Farah Qarmout
Loss, 2024
Acrylic on canvas; 100 x 100 cm | Original: Oil on canvas; 100 x 100 cm
Reproduced in tandem with a Berlin-based painter on the occasion of the Gaza Biennale, Berlin Pavilion
3000 euro
(amount transferred to the artist)
The landscape in Farah Qarmout’s painting Loss defies conventional rules of perspective: the buildings appear to spin in constant motion and something is always upside down. The painting is an expression of Palestinian sumud (steadfastness) that shows a world caught in a cycle of destruction and recovery. Loss references Suprematist painter Kazimir Malevich’s Black Square (1915), a square-shaped, all-black painting that the Russian artist insisted was the first artwork to depict nothing. In contrast, Farah Qarmout fills the square field of Loss with Palestinian symbolism that unites suffering and beauty in a single image with powerful iconography.
Farah Qarmout (b. 1986, Syria; displaced in Cairo) began her artistic practice after studying business administration, experimenting with various materials like pencil, charcoal, pastels, and watercolor before expanding into oil paint.

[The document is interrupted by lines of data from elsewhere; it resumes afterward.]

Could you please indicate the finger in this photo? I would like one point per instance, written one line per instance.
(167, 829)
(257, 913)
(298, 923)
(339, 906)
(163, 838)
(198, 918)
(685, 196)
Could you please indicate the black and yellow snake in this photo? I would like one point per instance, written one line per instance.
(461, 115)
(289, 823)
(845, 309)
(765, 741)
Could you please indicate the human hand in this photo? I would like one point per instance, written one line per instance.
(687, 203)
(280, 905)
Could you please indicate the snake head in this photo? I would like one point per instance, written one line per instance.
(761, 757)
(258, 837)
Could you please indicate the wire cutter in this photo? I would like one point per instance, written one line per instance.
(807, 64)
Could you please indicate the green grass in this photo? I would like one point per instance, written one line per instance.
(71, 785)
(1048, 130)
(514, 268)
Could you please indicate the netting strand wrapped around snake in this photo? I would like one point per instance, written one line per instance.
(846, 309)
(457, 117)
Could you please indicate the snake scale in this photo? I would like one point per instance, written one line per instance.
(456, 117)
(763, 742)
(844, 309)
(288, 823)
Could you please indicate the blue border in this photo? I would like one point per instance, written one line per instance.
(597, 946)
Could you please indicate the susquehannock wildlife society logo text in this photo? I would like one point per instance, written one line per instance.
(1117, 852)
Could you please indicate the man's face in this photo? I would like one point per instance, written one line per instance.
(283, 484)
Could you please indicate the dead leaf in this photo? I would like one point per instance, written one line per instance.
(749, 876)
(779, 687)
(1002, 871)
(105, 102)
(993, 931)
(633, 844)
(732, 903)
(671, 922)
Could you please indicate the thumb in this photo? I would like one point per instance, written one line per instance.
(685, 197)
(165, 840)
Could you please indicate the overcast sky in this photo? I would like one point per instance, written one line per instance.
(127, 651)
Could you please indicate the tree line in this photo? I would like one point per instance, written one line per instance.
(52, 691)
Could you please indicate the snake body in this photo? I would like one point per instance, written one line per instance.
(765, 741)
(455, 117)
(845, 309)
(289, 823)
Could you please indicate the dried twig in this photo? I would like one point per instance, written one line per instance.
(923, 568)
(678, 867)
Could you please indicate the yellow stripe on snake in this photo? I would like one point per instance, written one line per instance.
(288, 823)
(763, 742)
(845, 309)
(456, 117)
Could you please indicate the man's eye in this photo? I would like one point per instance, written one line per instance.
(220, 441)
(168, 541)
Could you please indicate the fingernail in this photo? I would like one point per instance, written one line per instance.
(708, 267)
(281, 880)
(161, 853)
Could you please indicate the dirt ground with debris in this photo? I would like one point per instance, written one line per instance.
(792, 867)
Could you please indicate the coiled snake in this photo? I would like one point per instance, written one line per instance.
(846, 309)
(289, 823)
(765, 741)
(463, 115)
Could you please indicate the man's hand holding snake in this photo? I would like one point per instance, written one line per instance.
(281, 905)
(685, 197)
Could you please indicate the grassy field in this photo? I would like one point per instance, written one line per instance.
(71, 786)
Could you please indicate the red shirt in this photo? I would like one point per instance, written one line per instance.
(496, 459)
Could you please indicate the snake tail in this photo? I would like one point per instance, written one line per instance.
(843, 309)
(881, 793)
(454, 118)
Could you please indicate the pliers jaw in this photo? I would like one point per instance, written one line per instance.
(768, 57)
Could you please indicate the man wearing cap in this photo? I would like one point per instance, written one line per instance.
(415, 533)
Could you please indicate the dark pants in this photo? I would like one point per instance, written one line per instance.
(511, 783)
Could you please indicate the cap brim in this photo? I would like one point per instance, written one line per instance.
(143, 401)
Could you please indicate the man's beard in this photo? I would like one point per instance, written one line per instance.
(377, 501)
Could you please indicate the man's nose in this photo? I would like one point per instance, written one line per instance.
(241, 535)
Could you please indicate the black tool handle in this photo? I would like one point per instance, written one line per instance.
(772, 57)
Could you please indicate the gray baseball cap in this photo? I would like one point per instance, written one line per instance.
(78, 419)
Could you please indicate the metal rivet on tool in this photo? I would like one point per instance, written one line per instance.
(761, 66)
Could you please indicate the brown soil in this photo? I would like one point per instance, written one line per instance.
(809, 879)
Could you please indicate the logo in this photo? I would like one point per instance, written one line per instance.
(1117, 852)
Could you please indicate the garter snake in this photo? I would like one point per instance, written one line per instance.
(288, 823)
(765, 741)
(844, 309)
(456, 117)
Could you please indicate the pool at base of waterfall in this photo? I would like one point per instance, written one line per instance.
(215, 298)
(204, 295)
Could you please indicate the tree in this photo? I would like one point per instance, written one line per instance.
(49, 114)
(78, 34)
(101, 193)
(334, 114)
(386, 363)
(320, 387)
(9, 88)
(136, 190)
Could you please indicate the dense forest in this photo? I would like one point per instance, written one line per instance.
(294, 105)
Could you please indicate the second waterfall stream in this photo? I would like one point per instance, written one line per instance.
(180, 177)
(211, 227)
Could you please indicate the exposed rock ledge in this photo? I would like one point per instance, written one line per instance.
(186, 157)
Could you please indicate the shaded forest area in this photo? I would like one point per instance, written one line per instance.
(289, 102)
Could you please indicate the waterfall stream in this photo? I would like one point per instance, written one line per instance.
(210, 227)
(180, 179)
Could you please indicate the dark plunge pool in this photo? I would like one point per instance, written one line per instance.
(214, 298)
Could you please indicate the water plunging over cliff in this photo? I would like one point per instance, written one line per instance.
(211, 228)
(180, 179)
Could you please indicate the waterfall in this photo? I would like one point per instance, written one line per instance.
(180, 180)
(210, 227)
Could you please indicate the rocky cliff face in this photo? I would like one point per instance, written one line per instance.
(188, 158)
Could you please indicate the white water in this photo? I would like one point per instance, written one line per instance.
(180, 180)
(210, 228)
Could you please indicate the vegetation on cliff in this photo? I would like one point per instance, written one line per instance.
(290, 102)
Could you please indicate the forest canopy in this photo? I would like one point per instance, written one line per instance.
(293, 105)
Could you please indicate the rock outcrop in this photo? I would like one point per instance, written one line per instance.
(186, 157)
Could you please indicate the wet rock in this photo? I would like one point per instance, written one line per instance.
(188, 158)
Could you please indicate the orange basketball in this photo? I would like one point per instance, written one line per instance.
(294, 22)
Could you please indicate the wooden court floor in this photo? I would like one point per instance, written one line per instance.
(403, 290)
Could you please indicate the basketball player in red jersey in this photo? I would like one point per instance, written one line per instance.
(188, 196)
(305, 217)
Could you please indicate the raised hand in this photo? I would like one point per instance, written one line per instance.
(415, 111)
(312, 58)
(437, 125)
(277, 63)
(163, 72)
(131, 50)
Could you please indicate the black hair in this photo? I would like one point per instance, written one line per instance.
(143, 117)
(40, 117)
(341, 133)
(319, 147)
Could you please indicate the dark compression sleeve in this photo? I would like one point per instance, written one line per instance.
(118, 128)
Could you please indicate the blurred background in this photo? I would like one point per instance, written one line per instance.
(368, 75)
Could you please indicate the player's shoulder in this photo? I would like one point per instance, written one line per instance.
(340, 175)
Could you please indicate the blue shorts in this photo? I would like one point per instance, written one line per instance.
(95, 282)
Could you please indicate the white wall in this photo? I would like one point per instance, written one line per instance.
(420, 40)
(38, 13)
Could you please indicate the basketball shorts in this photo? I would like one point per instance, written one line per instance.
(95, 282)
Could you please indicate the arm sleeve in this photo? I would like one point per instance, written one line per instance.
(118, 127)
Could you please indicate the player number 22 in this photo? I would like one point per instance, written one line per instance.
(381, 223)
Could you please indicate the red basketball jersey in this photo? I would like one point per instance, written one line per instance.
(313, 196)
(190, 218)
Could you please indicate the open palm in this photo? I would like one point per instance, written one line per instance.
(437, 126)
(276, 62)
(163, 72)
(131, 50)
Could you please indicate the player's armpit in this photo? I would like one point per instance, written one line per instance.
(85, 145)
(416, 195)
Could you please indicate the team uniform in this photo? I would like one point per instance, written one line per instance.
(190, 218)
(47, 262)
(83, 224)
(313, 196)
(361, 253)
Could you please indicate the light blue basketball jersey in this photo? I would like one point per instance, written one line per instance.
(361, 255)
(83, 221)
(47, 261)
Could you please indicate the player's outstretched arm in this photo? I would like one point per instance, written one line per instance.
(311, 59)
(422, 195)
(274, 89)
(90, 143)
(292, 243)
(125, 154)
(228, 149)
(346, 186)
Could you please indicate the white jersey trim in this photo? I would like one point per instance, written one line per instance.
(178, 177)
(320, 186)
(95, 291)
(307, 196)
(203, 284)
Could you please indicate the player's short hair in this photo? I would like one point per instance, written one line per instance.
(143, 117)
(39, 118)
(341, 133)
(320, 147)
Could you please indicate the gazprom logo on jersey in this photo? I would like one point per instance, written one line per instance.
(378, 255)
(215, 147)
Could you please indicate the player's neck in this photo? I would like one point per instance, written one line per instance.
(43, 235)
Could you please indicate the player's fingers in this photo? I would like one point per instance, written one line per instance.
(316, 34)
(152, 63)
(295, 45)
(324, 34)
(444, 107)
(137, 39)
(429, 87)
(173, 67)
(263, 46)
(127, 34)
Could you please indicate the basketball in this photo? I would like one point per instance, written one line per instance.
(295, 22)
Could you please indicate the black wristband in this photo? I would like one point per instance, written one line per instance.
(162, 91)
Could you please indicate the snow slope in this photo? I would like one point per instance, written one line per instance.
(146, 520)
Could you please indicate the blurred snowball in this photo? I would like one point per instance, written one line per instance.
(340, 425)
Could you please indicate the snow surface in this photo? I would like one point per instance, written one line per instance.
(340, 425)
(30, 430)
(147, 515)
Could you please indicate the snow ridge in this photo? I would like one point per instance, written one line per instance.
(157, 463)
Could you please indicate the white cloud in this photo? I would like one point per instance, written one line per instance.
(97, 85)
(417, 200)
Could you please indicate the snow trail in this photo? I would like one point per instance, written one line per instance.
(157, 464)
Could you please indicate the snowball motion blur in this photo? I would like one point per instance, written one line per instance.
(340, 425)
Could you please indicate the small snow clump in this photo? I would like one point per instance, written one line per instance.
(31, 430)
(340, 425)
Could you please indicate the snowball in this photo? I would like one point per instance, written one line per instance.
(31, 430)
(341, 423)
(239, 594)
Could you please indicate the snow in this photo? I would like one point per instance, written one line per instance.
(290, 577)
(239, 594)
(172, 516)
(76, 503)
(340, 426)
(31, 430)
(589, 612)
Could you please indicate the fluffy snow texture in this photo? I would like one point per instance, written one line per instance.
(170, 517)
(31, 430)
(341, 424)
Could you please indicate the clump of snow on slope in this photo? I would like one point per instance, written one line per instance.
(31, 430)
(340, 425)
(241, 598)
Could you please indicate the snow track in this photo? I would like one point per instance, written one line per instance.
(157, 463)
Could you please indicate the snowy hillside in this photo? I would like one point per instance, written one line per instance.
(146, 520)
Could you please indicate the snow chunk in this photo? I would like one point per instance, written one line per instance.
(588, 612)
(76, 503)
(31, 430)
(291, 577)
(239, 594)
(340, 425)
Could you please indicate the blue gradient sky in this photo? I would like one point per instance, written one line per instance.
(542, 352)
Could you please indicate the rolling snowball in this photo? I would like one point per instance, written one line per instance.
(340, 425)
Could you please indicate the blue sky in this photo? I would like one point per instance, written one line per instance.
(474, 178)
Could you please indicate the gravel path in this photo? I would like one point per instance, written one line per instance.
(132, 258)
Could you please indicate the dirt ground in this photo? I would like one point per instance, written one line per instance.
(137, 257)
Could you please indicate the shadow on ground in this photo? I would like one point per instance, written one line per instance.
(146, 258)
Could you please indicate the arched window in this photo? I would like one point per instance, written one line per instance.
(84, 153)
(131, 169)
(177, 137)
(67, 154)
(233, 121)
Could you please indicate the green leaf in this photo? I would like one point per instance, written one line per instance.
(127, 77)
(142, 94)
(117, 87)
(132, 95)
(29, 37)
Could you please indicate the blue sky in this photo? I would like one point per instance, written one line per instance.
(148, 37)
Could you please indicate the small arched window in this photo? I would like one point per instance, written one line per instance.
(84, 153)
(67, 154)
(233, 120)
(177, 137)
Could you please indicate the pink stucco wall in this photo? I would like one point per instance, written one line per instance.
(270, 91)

She presented her first solo exhibition Relative Calm in 2023 and has since participated in numerous group shows, including the exhibitions Life Option, Stories from the Place, and Free Space at Dar al-Kalima University, all in 2023; Fragments of the City at the French Cultural Institute, Gaza, in 2023; This Is Not an Exhibition at the Palestinian Museum in 2024; and the exhibitions Gaza: A Moment of Becoming and Turning Point, at Al-Qattan Cultural Centre, Ramallah, both in 2024. After October 2023, Farah Qarmout faced multiple displacements within Gaza before relocating
with her family to Cairo in April 2024. Her studio and many of her works were destroyed in the bombing of the Shifa area of Gaza City. The fate of paintings stored in her family’s home remains unknown. Despite the upheaval and uncertainty, she continues to develop her
artistic voice across painting, sculpture, photography, and conceptual art.